Mr Morris successfully lobbied his government for pier money, and the Liberal-Nationals Coalition set aside about $15 million in May 2012 to reconstruct the outer section, which was closed in August 2010 after a series of storms.
Mr Morris also had a shot at the previous government in late 2013.
Last Thursday he issued a statement saying the former Coalition government’s $15.3 million reconstruction of the Mornington pier was a good outcome.
“The pier had been in poor condition for too many years. The Brumby [Labor] government bungled the rebuilding of the inner section, running out of money before wave screens could be fitted, leaving the harbour badly exposed in all but the mildest of weather,” he said.
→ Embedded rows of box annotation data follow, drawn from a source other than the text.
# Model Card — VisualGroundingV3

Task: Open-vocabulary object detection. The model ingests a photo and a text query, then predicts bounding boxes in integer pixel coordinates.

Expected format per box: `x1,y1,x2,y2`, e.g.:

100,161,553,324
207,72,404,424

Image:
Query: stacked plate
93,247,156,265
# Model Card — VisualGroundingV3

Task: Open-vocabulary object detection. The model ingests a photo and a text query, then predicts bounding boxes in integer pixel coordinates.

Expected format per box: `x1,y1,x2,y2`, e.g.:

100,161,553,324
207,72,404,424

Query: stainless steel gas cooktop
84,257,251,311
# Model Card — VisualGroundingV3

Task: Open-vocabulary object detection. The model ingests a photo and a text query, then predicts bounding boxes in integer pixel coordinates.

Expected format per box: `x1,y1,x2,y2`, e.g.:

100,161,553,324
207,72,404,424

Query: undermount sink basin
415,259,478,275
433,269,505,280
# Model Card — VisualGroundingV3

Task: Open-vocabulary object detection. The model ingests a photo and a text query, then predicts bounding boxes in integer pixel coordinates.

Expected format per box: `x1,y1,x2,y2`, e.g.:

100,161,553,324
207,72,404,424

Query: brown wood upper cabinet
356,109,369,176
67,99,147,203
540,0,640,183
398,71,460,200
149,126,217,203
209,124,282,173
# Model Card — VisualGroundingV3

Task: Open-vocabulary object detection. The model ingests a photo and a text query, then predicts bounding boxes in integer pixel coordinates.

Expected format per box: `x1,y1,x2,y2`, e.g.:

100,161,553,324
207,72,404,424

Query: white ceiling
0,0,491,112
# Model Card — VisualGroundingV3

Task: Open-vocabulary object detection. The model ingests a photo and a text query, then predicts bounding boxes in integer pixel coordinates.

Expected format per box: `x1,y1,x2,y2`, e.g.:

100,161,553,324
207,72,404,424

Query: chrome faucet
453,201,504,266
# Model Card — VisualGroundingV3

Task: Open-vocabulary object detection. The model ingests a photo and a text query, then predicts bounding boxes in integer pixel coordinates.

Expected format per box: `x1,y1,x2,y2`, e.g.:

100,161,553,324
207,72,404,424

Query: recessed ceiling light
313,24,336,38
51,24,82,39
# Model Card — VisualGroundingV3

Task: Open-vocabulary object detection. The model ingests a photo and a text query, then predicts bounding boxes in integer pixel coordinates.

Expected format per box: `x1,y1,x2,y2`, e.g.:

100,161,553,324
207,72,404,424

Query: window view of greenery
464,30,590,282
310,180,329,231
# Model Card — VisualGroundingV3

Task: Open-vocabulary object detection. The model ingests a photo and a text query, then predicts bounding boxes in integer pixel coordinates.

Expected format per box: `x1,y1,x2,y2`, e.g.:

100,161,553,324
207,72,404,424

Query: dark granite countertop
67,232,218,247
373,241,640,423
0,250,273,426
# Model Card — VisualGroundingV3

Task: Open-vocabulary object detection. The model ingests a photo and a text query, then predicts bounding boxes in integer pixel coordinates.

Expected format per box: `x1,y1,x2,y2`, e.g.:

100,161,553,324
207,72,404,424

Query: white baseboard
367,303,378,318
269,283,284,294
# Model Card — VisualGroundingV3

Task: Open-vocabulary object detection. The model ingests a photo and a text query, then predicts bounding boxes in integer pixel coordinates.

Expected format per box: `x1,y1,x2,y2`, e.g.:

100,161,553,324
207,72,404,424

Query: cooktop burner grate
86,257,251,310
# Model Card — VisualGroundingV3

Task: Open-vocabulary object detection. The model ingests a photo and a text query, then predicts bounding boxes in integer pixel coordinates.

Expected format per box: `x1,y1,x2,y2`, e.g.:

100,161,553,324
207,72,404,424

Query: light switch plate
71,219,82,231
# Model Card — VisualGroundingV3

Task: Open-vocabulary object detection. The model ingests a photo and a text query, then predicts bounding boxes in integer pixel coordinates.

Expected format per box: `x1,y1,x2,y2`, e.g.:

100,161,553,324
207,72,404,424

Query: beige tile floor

“Worse still … most of the pier was left marooned and inaccessible, its eventual collapse inevitable.”
Mr Morris said he had “lobbied hard for funding to rebuild the whole pier, not just a short length left by Labor, and to fit wave screens along the entire outer face” after the Coalition won government in 2010.
“The reconstruction, with modern materials and techniques, will ensure the pier will be here not just for 10 or 20 years, but for generations to come,” he said.
The Mornington MP congratulated Carrum Downs-based contractor K V Johnson Constructions, and Parks Victoria “on the successful completion of a great project”.
The previous Labor government spent $3.5 million on the middle, 53-metre section of the pier in 2010-11.
The government’s Minister for Ports Luke Donnellan said more than two million people visited “this iconic pier each year, and this upgrade will ensure the safety and comfort of all visitors, as well as local boaters and fishers for years to come”.
“The project is good for locals, visitors and the tourism industry, and it’s fantastic to mark its completion,” he said.
The new section has added six metres to the length with the pier now 137 metres long. The new structure is half-concrete and half-steel with the outside concrete half designed to withstand the biggest storms.